We use one of these: http://www.amazon.com/Nite-Ize-NND-...UTF8&qid=1390966392&sr=8-1&keywords=nite+dawg

It can blink or light up solid. Pretty good quality for $13, but still leaves more to be desired.
A little demo: http://instagram.com/p/gMU1uSx-Sm/

A friend of mine picked up one of these: http://www.auroralites.com/lighted_dog_collars.asp
$80 is definitely waaaaaay too much for this, considering that some dude makes them in his garage, takes over a month to make it and the quality of his work sucks.

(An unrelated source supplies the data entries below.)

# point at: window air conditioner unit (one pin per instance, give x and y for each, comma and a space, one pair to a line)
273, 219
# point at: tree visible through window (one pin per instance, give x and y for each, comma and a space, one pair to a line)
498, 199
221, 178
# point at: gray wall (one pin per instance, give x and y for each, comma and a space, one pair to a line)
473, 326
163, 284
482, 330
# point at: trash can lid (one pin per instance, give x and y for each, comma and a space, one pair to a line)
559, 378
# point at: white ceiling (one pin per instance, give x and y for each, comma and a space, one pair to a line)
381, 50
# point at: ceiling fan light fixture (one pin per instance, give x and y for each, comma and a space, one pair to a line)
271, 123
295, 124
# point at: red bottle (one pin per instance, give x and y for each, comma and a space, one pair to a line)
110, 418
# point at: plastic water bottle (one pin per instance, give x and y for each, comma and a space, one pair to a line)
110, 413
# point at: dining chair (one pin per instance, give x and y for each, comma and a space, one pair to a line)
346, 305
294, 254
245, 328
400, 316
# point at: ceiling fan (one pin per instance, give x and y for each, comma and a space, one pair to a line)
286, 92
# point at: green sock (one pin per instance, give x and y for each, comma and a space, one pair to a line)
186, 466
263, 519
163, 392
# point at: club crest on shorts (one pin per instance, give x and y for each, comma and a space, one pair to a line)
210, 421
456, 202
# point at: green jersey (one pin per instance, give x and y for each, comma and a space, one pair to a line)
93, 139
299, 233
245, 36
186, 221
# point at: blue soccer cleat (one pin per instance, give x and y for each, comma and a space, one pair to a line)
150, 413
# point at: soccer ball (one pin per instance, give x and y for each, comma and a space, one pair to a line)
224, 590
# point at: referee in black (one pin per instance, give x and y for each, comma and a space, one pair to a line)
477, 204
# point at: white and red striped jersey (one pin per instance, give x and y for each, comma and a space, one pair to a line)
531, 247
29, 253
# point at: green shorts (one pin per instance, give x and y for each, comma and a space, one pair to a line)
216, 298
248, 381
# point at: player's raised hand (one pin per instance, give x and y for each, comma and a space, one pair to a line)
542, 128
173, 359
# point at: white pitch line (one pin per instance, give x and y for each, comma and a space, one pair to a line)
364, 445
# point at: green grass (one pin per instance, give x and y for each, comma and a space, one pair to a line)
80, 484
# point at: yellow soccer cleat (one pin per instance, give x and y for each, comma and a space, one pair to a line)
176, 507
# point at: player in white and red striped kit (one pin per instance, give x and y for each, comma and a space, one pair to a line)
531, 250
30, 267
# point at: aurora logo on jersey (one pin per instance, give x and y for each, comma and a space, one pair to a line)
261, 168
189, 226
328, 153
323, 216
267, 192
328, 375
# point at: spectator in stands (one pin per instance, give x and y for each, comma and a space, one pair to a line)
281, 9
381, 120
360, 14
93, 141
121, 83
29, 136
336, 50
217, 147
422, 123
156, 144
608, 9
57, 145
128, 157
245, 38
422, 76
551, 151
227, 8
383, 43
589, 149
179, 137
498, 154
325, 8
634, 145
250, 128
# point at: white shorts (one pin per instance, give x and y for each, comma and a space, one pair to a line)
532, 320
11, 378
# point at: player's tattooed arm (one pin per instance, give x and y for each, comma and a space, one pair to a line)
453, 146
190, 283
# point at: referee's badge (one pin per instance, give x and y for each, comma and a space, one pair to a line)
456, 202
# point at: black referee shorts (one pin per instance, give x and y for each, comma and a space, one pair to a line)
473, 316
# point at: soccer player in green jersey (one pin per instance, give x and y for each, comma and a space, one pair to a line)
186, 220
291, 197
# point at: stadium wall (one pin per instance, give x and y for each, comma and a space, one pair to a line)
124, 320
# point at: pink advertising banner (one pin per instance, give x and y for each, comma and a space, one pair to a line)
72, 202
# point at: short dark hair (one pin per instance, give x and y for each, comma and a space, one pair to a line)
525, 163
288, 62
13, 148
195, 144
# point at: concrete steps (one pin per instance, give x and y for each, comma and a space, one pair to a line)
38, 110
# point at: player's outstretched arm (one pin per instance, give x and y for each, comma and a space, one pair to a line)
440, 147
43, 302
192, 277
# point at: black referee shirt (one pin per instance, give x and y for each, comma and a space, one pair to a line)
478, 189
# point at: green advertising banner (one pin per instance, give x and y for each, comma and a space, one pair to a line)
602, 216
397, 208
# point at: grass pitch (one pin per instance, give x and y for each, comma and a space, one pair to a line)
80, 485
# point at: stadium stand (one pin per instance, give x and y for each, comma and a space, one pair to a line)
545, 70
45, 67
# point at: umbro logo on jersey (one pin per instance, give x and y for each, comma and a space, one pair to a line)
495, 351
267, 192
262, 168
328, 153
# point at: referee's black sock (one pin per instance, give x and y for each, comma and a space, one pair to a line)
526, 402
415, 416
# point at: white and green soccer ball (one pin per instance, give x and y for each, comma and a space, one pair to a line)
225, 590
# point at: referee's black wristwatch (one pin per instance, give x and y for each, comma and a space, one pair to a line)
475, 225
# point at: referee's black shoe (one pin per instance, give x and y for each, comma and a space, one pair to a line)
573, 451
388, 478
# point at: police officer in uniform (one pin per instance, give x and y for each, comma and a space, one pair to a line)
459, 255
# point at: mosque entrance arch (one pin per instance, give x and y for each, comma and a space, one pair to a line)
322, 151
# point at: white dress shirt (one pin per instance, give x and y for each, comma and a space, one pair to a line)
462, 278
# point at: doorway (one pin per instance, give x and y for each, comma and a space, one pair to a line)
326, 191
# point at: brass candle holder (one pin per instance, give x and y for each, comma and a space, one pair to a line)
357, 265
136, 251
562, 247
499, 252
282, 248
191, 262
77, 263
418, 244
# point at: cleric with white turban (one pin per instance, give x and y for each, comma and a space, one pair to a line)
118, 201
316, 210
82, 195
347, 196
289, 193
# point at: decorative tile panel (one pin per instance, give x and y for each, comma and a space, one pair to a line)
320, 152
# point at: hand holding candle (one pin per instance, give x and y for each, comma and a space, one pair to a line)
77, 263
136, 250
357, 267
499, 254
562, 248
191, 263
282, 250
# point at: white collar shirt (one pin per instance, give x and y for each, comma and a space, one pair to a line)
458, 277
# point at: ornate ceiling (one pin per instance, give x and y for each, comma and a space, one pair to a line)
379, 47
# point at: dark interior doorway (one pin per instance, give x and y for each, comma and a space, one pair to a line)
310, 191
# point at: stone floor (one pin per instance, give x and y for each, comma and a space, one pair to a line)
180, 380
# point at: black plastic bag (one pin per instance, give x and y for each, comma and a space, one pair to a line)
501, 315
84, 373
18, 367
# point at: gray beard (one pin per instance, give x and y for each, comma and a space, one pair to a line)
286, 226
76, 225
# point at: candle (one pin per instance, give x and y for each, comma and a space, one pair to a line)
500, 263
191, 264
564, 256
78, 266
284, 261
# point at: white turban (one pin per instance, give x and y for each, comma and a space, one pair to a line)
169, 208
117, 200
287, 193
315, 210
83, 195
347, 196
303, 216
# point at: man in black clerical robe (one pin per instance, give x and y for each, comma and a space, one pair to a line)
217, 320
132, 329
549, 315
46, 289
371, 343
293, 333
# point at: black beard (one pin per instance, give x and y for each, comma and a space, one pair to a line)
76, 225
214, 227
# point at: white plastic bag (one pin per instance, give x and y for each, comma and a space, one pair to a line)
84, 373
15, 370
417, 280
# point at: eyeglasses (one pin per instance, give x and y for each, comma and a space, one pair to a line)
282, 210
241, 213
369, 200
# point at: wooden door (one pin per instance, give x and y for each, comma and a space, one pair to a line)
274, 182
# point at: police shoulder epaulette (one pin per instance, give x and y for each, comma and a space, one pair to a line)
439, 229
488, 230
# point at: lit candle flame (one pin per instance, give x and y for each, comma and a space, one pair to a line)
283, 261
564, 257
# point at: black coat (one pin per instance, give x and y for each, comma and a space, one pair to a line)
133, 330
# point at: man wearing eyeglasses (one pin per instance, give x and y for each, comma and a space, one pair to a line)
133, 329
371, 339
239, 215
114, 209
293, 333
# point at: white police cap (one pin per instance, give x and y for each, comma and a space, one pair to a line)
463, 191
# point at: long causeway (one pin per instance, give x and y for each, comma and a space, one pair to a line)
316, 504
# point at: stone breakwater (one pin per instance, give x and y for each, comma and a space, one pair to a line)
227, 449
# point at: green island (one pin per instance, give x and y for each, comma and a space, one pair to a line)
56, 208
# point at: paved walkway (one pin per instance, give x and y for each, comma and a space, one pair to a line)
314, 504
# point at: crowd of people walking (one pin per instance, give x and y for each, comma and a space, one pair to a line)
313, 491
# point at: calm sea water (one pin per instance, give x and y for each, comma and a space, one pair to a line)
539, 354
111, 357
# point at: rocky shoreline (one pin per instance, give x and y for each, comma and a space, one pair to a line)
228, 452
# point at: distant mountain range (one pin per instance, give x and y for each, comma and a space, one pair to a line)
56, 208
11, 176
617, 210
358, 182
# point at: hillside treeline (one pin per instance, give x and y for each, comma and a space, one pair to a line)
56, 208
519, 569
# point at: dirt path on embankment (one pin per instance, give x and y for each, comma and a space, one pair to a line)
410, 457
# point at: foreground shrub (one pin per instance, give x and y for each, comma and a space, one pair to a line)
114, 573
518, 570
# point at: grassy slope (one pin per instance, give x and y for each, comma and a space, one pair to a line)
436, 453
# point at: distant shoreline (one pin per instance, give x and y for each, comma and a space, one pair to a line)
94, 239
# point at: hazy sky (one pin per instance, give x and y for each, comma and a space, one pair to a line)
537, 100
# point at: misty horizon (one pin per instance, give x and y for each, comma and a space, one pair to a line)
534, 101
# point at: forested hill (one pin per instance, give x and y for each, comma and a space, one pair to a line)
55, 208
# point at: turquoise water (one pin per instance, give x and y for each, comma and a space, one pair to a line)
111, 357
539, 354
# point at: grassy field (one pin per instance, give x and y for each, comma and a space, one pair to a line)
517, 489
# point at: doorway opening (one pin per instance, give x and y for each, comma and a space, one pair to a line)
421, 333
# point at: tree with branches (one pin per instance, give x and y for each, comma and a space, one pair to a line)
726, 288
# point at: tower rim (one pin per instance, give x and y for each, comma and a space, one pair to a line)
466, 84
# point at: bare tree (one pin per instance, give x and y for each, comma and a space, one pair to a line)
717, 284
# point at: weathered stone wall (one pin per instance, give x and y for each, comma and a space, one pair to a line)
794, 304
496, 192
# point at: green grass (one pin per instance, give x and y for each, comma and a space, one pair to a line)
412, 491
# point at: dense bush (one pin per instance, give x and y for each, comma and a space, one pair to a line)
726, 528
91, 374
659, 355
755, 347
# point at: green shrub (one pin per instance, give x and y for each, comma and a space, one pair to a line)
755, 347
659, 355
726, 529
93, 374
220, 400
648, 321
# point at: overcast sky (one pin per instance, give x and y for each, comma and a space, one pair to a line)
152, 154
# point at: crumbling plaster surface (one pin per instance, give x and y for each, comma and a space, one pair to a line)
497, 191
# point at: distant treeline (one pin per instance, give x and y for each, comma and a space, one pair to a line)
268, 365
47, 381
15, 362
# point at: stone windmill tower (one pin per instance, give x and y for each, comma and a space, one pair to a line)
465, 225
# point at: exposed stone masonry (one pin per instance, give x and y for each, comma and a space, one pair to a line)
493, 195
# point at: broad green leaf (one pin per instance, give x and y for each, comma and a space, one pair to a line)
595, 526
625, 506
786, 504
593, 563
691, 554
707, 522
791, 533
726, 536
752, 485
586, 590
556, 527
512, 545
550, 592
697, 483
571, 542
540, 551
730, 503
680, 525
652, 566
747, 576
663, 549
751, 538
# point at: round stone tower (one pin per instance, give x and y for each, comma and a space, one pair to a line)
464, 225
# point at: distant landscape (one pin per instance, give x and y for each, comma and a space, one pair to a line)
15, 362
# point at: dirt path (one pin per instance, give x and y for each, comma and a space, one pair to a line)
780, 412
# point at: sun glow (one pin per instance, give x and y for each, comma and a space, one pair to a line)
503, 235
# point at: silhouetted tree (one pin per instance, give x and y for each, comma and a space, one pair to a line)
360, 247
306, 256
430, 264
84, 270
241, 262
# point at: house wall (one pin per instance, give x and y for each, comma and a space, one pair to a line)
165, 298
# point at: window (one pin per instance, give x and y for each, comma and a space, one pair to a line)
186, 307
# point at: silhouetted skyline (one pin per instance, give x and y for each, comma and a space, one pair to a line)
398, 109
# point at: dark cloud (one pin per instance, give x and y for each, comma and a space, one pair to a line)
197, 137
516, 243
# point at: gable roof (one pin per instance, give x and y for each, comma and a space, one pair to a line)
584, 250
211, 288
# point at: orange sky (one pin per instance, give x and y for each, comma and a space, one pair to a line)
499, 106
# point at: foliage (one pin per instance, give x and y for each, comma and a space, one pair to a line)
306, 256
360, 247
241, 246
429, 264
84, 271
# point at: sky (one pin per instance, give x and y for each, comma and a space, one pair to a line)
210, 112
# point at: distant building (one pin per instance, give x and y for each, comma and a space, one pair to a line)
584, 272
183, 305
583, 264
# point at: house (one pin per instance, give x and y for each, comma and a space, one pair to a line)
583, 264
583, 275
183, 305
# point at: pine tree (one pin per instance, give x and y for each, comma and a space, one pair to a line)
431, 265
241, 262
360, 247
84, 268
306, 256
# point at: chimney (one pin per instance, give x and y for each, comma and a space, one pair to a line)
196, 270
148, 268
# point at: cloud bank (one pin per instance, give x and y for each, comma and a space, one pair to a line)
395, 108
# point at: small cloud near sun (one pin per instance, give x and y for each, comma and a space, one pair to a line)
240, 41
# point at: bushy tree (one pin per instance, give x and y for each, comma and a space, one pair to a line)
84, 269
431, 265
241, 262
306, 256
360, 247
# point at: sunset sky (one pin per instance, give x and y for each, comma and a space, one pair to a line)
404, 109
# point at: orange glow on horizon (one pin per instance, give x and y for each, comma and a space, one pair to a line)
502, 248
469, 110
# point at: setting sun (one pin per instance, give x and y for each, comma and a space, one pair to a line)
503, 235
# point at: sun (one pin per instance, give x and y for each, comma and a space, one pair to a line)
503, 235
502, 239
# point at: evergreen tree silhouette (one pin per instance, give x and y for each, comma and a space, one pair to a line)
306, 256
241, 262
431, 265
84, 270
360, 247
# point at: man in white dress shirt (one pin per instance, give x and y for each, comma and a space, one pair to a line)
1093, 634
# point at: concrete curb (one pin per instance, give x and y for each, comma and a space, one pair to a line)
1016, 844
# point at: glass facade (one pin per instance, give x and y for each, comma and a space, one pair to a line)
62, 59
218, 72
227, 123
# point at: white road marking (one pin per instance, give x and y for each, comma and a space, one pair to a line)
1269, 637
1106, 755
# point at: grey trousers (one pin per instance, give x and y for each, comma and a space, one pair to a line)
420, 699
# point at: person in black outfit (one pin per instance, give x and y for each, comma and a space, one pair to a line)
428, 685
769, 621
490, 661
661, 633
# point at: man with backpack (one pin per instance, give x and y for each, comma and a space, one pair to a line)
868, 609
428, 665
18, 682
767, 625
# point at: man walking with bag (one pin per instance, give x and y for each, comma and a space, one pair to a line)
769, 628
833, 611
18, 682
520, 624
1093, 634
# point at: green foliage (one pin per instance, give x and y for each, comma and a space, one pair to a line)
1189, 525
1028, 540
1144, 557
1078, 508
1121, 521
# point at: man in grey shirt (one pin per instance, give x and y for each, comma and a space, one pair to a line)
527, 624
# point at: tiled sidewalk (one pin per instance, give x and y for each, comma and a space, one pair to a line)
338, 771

However, I reverse engineered it, sourced the parts and going to make a few prototypes. Perhaps I will make something cheaper/better quality.


----------



## SuperV (Oct 18, 2011)

I use the NightIze one that Solefald posted a link up to. They work pretty well, but chew through batteries pretty fast, but to be fair I use it a lot this time of year, since the morning and evening walks are in the dark. Very pleased with the it.

I also wrapped a piece of electrical tape around the light portion so it doesn't fall out (I had that happen once).

Nate


----------



## Canadian Expy (Feb 27, 2013)

solefald said:


> We use one of these: http://www.amazon.com/Nite-Ize-NND-...UTF8&qid=1390966392&sr=8-1&keywords=nite+dawg
> 
> It can blink or light up solid. Pretty good quality for $13, but still leaves more to be desired.
> A little demo: http://instagram.com/p/gMU1uSx-Sm/
> ...


Aspen got one of these collars for Christmas from my father, who complained that he could never see the dog when taking him outside at night in his backyard or at the cottage. So far I love this collar! I can't comment on the battery length, as ours hasn't run out, but it is nice to be able to easily see the dog in the dark. It is quite funny to see a bright red arc bouncing around in the darkness ;D If only skunks and other undesirable critters wore the same thing....


----------



## Dee72 (Dec 31, 2013)

one I have is rechargeable.


----------